Dès le commencement de
la Restauration, le couvent du Petit-Picpus dépérissait, ce qui
fait partie de la mort générale de l’ordre, lequel, après le
dix-huitième siècle, s’en va comme tous les ordres religieux. La
contemplation est, ainsi que la prière, un besoin de l’humanité ;
mais, comme tout ce que la Révolution a touché, elle se
transformera, et, d’hostile au progrès social, lui deviendra
favorable.
La maison du Petit-Picpus
se dépeuplait rapidement. En 1840, le petit couvent avait disparu,
le pensionnat avait disparu. Il n’y avait plus ni les vieilles
femmes, ni les jeunes filles ; les unes étaient mortes, les autres
s’en étaient allées. Volaverunt.
La règle de l’Adoration
Perpétuelle est d’une telle rigidité qu’elle épouvante ; les
vocations reculent, l’ordre ne se recrute pas. En 1845, il se
faisait encore çà et là quelques sœurs converses ; mais de
religieuses de chœur, point. Il y a quarante ans, les religieuses
étaient près de cent ; il y a quinze ans, elles n’étaient plus
que vingt-huit. Combien sont-elles aujourd’hui ? En 1847, la
prieure était jeune, signe que le cercle du choix se restreint.
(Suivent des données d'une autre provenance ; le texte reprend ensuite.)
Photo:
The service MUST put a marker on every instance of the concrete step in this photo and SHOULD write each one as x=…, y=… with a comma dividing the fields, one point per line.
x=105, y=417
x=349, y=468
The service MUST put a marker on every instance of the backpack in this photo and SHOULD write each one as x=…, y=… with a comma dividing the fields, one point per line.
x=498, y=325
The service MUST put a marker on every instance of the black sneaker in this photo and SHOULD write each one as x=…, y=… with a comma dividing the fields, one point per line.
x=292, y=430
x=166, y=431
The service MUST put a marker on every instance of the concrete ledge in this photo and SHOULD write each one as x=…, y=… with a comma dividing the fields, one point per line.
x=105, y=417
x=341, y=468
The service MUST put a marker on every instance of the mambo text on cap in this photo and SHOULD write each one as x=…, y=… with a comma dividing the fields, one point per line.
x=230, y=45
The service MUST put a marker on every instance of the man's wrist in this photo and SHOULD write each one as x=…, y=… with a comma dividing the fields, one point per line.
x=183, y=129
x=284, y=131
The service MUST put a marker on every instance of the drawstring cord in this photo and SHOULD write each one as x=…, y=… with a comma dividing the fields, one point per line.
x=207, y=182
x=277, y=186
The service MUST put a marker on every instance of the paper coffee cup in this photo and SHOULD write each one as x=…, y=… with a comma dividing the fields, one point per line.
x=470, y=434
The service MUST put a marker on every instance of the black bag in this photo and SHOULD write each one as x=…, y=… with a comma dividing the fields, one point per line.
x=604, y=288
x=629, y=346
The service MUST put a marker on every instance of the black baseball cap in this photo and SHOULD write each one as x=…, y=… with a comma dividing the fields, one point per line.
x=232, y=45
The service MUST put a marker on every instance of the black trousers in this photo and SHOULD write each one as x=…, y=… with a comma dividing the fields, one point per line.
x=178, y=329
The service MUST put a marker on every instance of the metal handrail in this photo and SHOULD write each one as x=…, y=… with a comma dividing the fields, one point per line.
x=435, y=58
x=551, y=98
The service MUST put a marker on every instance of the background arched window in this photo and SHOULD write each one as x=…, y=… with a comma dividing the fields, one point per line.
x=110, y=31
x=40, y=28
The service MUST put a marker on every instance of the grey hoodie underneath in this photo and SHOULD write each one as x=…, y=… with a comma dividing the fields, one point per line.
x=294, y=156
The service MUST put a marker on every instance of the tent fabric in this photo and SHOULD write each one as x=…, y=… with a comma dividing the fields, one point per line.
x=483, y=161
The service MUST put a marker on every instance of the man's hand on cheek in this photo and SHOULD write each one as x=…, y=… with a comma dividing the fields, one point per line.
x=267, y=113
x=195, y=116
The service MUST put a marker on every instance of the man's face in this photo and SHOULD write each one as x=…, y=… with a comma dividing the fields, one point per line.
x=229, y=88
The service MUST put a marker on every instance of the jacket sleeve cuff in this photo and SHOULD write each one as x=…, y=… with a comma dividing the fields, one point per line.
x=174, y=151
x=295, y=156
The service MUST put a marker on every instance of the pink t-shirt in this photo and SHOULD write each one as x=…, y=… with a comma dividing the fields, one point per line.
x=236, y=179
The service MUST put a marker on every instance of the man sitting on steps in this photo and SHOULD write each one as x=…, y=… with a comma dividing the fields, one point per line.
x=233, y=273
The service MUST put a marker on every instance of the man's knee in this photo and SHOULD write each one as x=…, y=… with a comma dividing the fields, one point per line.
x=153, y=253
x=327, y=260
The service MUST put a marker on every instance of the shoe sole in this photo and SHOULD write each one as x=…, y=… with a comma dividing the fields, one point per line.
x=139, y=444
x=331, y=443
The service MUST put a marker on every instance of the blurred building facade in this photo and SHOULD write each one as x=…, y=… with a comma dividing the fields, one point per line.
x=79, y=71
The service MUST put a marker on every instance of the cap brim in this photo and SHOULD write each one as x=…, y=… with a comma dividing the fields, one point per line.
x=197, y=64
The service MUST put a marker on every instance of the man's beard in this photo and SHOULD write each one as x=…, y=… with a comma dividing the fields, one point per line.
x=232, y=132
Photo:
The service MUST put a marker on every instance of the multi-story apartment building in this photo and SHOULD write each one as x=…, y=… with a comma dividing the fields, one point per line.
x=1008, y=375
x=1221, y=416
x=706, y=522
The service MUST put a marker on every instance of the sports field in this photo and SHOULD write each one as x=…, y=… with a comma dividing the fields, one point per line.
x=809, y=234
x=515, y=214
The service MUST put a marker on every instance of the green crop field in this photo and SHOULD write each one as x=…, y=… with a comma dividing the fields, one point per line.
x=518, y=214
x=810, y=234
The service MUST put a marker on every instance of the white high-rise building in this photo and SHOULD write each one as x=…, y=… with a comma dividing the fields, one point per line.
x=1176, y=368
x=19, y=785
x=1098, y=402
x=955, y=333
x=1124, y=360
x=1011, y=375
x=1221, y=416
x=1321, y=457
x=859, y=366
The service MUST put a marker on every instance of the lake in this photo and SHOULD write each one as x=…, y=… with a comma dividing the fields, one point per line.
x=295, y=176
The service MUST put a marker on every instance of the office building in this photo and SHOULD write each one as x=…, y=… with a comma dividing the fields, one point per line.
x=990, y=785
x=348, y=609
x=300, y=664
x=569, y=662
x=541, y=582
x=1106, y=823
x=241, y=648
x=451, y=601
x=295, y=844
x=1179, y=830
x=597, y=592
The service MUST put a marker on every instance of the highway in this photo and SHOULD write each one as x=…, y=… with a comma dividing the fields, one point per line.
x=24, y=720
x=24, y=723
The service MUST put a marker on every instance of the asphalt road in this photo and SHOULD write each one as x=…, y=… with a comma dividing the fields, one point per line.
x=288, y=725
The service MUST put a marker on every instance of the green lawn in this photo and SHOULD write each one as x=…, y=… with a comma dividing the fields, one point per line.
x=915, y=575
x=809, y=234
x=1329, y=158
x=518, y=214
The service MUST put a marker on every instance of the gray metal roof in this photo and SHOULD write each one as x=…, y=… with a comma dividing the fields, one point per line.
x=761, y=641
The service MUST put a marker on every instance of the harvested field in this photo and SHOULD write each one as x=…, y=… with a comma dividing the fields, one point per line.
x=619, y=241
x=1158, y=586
Elle
n’avait pas quarante ans. À mesure que le nombre diminue, la
fatigue augmente ; le service de chacune devient plus pénible ; on
voyait dès lors approcher le moment où elles ne seraient plus
qu’une douzaine d’épaules douloureuses et courbées pour porter
la lourde règle de saint Benoît. Le fardeau est implacable et reste
le même à peu comme à beaucoup. Il pesait, il écrase. Aussi elles
meurent. Du temps que l’auteur de ce livre habitait encore Paris,
deux sont mortes. L’une avait vingt-cinq ans, l’autre
vingt-trois. Celle-ci peut dire comme Julia Alpinula : Hic jaceo,
vixi annos viginti et tres. C’est à cause de cette décadence que
le couvent a renoncé à l’éducation des filles.
Nous n’avons pu passer
devant cette maison extraordinaire, inconnue, obscure, sans y entrer
et sans y faire entrer les esprits qui nous accompagnent et qui nous
écoutent raconter, pour l’utilité de quelques-uns peut-être,
l’histoire mélancolique de Jean Valjean. Nous avons jeté un coup
d’œil dans cette communauté toute pleine de ces vieilles
pratiques qui semblent si nouvelles aujourd’hui. C’est le jardin
fermé. Hortus conclusus. Nous avons parlé de ce lieu singulier
avec détail, mais avec respect, autant du moins que le respect et le
détail sont conciliables. Nous ne comprenons pas tout, mais nous
n’insultons rien. Nous sommes à égale distance de l’hosanna de
Joseph de Maistre qui aboutit à sacrer le bourreau et du ricanement
de Voltaire qui va jusqu’à railler le crucifix.
Illogisme de Voltaire,
soit dit en passant ; car Voltaire eût défendu Jésus comme il
défendait Calas ; et, pour ceux-là mêmes qui nient les
incarnations surhumaines, que représente le crucifix ? Le sage
assassiné.
Au dix-neuvième siècle,
l’idée religieuse subit une crise. On désapprend de certaines
choses, et l’on fait bien, pourvu qu’en désapprenant ceci, on
apprenne cela. Pas de vide dans le cœur humain. De certaines
démolitions se font, et il est bon qu’elles se fassent, mais à la
condition d’être suivies de reconstructions.
En attendant, étudions
les choses qui ne sont plus. Il est nécessaire de les connaître, ne
fût-ce que pour les éviter. Les contrefaçons du passé prennent de
faux noms et s’appellent volontiers l’avenir. Ce revenant, le
passé, est sujet à falsifier son passeport. Mettons-nous au fait du
piège. Défions-nous. Le passé a un visage, la superstition, et un
masque, l’hypocrisie. Dénonçons le visage et arrachons le
masque.
Quant aux couvents, ils
offrent une question complexe. Question de civilisation, qui les
condamne ; question de liberté, qui les protège.